Slow backup of VM on VSAN Datastore

Someone at out internal field conference asked me a question around why doing a full back up of a virtual machine on a VSAN datastore is slower then when doing the same exercise for that virtual machine on a traditional storage array. Note that the test that was conducted here was done with a single virtual machine. The best way to explain why this is is by taking a look at the architecture of VSAN. First, let me mention that the full backup of the VM on a traditional array was done on a storage system that had many disks backing the datastore on which the virtual machine was located.

Virtual SAN, as hopefully all of you know, creates a shared datastore out of host local resources. This datastore is formed out of disk and flash. Another thing to understand is that Virtual SAN is an object store. Each object typically is stored in a resilient fashion and as such on two hosts, hence 3 hosts is the minimum. Now, by default the component of an object is not striped which means that components are stored in most cases on a single physical spindle, for an object this means that as you can see in the diagram below that the disk (object) has two components and without stripes is stored on 2 physical disks.
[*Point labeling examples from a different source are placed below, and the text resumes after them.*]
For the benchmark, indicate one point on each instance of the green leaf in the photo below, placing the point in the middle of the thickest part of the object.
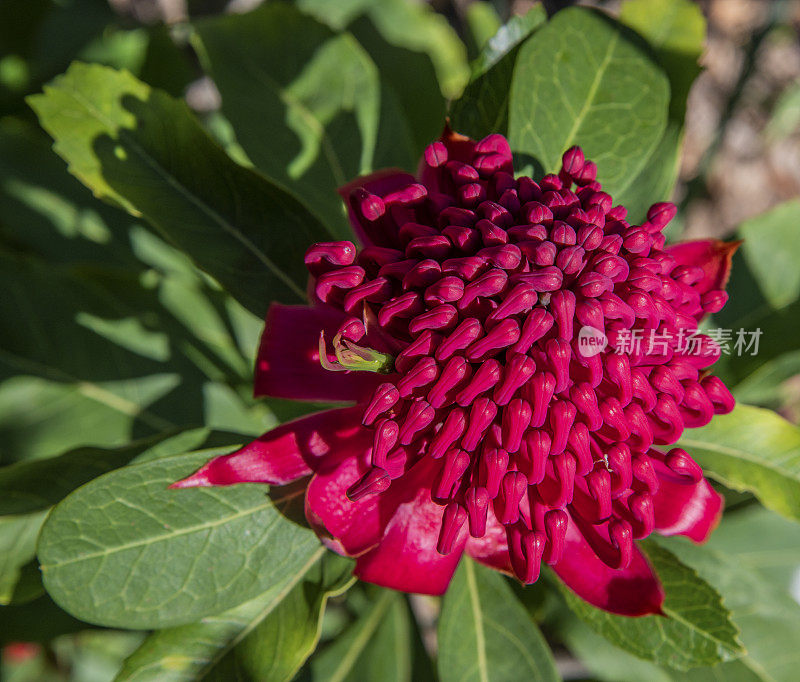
(483, 107)
(126, 551)
(586, 80)
(656, 181)
(145, 151)
(695, 630)
(483, 22)
(39, 620)
(377, 646)
(36, 485)
(273, 633)
(17, 548)
(752, 449)
(676, 30)
(312, 122)
(98, 357)
(485, 634)
(611, 664)
(762, 542)
(767, 615)
(406, 24)
(771, 250)
(277, 648)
Now lets get back to the original question. Why did the backup on VSAN take longer then with a traditional storage system? It is fairly simple to explain looking at the above info. In the case of the traditional storage array you are reading from multiple disks (10+) but with VSAN you are only reading from 2 disks. As you can imagine when reading from disk performance / throughput results will differ depending on the number of resources the total number of disks it is reading from can provide. In this test, as there it is just a single virtual machine being backed up, the VSAN result will be different as it has a lower number of disks (resources) to its disposal and on top of that is the VM is new there is no data cached so the flash layer is not used. Now, depending on your workload you can of course decide to stripe the components, but also… when it comes to backup you can also decided to increase the number of concurrent backups… if you increase the number of concurrent backups then the results will get closer as more disks are being leveraged across all VMs. I hope that helps explaining  why results can be different, but hopefully everyone understands that when you test things like this that parallelism is important or provide the right level of stripe width.

What is coming for vSphere and VSAN? VMworld reveals…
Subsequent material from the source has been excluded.